Over the past year, I’ve been incredibly fortunate to have had more time than ever to pursue hobbies outside of music. One of my hobbies was learning how to bake sourdough bread and grow a starter. I learned pretty quickly that bread-making and practicing an instrument are more similar than I would have thought. For example, for the type of bread I make, I concentrate my efforts on consistency — having the same ratio between flour, water, and yeast. A certain level of adaptability and finesse is required to gauge the time that each step in the fermentation process will take (much of the timing is dependent on the temperature of the room and dough, relative humidity in your kitchen, and the ratio of ingredients). In turn, managing these variables to produce a loaf of bread that is delicious and beautiful is no small feat.
My approach to practicing an instrument is quite similar. I aim for consistency by being conscious of the variables that affect my playing and strive for a product that is beautiful and artful in the end. Another connection I’ve drawn is that both bread-making and learning an instrument take time to develop skills on. It took me months of consistent practice to nail down my bread recipe; it’s taken me years on the euphonium to hone my sound.

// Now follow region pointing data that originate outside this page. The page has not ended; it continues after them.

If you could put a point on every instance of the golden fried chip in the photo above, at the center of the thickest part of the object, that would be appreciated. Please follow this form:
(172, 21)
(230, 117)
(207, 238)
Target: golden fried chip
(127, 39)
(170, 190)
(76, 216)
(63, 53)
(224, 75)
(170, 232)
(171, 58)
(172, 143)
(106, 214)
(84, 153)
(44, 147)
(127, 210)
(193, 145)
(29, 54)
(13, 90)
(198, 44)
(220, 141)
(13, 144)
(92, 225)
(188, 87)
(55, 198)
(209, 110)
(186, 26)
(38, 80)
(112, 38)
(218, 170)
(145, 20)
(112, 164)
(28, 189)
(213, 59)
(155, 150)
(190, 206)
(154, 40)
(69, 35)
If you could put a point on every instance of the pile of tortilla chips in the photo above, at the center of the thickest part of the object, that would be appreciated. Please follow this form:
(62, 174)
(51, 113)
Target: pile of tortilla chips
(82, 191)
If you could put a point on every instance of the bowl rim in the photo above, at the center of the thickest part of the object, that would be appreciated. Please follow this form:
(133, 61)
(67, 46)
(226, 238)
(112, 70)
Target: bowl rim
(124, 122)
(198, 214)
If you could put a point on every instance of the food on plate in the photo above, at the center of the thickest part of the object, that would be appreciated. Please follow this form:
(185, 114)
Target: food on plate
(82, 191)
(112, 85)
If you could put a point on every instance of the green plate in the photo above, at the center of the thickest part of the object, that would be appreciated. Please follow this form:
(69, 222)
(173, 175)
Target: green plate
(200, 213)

Consequently, my life is infinitely richer with a greater appreciation of both bread-making and playing the euphonium. However, it’s sometimes hard to see value at a macro-level while doing either without the luxury of hindsight. With all of this in mind, I implore people to act purposefully and try to find value in the “little things” in life, whether they be the day-to-day routine of practicing an instrument or making bread.